It starts when you describe what you want to study — in plain language, the way you would explain it to a colleague. AITP takes that description and turns it into a bounded research topic with a clear question, scope, and validation plan. You don't need to learn any special commands; just talk.

Once the topic is set up, your AI agent does the actual research work — gathering sources, reading papers, sketching derivations, or running benchmarks — inside a layered protocol that keeps every piece of evidence traceable. Exploratory notes and tentative claims stay clearly labeled as such. Nothing gets promoted to "trusted" status just because the agent sounds confident.

When the work reaches a natural checkpoint, AITP presents what it found, what gaps remain, and whether the results are ready for your review. You decide what gets promoted to reusable memory. This is the human gate — the agent executes, but you own the trust decisions.
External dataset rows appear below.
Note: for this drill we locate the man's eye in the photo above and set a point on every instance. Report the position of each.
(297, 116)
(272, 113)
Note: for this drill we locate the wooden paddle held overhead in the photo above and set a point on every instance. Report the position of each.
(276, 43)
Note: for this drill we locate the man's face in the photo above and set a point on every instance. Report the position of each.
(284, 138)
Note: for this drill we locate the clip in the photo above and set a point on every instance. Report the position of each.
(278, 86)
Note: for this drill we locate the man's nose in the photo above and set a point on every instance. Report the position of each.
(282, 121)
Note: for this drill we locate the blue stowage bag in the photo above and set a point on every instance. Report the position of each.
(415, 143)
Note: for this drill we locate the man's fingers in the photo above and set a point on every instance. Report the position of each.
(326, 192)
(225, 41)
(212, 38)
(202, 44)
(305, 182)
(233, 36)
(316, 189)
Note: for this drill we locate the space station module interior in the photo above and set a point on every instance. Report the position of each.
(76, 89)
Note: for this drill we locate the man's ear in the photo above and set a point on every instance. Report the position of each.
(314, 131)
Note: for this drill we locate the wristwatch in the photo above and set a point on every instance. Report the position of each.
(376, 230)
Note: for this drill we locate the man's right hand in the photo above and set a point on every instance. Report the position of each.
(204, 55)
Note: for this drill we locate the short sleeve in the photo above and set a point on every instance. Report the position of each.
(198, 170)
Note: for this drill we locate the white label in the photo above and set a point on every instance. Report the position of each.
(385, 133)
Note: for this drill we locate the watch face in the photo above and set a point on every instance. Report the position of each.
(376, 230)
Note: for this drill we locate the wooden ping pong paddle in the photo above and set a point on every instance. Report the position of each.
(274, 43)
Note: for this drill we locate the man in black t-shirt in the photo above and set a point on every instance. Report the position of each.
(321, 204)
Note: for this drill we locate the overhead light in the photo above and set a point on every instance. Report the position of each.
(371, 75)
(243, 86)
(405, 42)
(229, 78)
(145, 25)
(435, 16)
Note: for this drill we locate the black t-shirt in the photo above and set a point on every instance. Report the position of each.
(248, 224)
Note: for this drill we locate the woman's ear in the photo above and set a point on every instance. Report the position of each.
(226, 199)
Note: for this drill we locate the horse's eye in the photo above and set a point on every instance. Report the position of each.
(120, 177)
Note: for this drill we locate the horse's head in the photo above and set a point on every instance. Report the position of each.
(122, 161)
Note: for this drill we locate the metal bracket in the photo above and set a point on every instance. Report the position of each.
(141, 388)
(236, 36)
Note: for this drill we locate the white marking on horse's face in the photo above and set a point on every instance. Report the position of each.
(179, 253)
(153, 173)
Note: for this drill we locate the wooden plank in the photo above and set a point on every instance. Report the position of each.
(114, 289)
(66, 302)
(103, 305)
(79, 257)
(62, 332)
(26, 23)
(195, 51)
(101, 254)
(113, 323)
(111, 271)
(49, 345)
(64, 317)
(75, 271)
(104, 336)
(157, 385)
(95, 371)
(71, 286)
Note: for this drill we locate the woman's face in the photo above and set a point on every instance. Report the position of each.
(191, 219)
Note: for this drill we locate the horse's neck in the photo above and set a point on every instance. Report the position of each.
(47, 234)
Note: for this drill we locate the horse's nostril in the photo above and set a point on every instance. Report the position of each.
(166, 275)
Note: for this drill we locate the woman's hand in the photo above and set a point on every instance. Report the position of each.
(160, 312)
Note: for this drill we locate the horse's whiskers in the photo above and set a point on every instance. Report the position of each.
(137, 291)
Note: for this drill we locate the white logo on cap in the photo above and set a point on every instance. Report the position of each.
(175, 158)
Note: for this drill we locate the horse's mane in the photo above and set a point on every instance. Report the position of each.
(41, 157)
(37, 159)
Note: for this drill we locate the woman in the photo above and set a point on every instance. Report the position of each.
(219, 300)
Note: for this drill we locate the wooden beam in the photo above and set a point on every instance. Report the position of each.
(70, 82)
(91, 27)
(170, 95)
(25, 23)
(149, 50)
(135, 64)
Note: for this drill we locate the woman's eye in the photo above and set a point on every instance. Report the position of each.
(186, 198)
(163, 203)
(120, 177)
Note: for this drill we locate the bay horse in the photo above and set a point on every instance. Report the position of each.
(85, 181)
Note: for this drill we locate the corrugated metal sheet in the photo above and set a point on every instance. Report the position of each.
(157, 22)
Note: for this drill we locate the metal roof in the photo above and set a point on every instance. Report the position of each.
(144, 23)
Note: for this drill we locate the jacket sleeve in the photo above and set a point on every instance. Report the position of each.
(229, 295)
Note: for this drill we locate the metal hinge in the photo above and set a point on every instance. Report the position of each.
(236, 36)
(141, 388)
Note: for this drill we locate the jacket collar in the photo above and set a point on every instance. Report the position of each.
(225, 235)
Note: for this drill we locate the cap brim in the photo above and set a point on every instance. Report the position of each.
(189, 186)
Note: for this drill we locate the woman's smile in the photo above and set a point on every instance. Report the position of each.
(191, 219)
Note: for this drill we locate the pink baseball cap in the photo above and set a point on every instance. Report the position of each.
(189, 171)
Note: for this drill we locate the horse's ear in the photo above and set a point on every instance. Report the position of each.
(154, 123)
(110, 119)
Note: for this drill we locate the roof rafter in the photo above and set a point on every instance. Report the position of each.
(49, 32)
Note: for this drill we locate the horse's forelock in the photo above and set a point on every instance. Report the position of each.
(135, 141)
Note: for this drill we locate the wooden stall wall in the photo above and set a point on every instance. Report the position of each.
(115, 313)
Everything is durable. You can close your laptop, come back days later, say "continue this topic," and the agent picks up exactly where it left off — with full context of what was done, what was decided, and what is still open. For the full experience, see docs/USER_TOPIC_JOURNEY.md.

Protocol and Current Implementation

This repository contains both:

the AITP research protocol
the current public reference implementation of that protocol

The protocol is the durable contract: layers, trust boundaries, promotion rules, runtime artifacts, and the rule that evidence stays separate from conjecture.
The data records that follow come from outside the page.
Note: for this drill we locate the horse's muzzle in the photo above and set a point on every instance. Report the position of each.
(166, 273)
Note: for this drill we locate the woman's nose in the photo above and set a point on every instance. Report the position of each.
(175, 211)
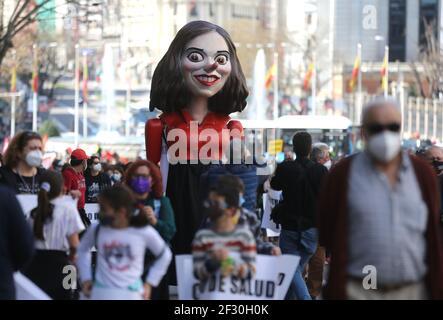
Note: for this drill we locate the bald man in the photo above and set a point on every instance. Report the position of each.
(379, 217)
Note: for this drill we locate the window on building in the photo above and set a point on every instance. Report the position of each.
(244, 12)
(397, 30)
(428, 17)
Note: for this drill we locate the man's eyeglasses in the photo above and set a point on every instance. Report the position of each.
(377, 128)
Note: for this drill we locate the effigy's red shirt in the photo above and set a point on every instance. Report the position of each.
(194, 141)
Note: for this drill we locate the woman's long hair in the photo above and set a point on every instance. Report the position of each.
(51, 184)
(16, 146)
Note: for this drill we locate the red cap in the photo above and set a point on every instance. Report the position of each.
(79, 154)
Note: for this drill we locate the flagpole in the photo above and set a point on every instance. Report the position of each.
(128, 96)
(34, 95)
(76, 94)
(128, 104)
(314, 83)
(13, 90)
(386, 80)
(275, 109)
(85, 97)
(359, 84)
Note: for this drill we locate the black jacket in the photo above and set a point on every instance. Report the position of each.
(285, 180)
(16, 241)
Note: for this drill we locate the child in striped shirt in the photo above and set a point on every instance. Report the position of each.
(212, 248)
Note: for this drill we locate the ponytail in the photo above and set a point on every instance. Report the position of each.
(43, 212)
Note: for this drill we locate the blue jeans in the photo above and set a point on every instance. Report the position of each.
(302, 244)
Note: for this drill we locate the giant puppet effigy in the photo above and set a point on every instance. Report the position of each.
(197, 84)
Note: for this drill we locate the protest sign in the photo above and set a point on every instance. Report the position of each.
(271, 281)
(27, 202)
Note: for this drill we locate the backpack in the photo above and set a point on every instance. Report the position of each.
(299, 211)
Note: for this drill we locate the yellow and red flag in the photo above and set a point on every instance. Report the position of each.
(355, 72)
(384, 72)
(14, 78)
(85, 78)
(270, 76)
(308, 77)
(35, 75)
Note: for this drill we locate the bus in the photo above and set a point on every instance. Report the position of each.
(336, 131)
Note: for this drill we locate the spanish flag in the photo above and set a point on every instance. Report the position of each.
(308, 76)
(85, 78)
(35, 76)
(355, 71)
(270, 76)
(14, 78)
(384, 72)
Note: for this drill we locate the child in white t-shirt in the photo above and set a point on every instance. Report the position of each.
(121, 239)
(56, 225)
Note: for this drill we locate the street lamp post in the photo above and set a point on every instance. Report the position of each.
(35, 90)
(76, 94)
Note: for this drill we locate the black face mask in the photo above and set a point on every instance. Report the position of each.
(213, 210)
(438, 166)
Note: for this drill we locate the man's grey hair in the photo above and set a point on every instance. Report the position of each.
(377, 102)
(319, 151)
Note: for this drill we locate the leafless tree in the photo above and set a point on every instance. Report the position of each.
(429, 81)
(24, 14)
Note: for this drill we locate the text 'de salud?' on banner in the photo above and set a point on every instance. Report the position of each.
(271, 281)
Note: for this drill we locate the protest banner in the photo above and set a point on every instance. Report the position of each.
(271, 281)
(270, 199)
(92, 211)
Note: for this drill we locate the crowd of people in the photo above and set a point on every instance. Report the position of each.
(379, 208)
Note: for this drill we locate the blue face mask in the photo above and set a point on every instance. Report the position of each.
(241, 201)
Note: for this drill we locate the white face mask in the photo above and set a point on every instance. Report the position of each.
(328, 164)
(34, 158)
(384, 146)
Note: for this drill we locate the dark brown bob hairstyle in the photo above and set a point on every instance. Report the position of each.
(168, 89)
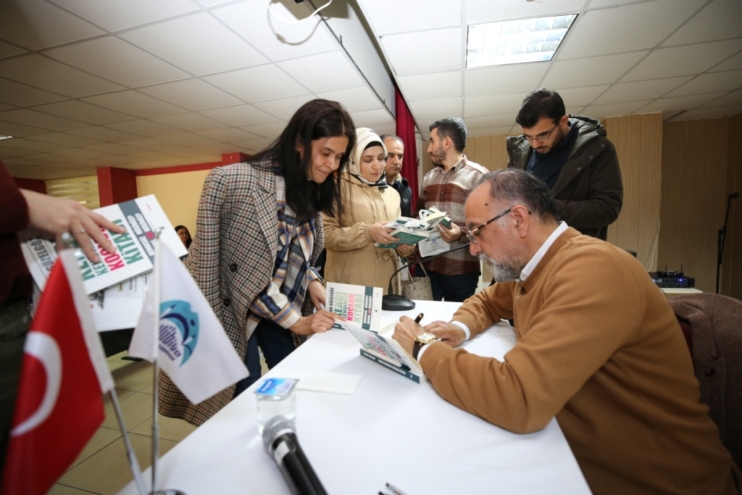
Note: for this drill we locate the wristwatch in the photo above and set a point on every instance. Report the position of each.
(421, 340)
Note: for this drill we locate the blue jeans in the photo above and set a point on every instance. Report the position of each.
(276, 343)
(453, 288)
The implementation is what you actually run today:

the installable kernel under research/knowledge-hub/
the aitp and aitp-mcp entrypoints
the runtime scripts and topic-shell materialization
the current Codex / OpenCode / Claude Code / OpenClaw front doors

The important boundary is:

the protocol is the durable model
the current Python kernel and front-door integrations are one implementation of that model

Another implementation would still count as AITP only if it preserves the same layer semantics, durable artifact model, evidence boundaries, and governed promotion into trusted memory.

Installation

Kernel Install

python -m pip install aitp-kernel
aitp --version
aitp doctor

Then install the platform adapter you use:

Codex (recommended)

aitp install-agent --agent codex --scope user

See .codex/INSTALL.md for details.

OpenCode

Add to your opencode.json:

{ "plugin": ["aitp@git+https://github.com/bhjia-phys/AITP-Research-Protocol.git"] }

See .opencode/INSTALL.md for details.

Claude Code

aitp install-agent --agent claude-code --scope user

This path now installs both the SessionStart bootstrap and the native Claude Code AITP MCP registration.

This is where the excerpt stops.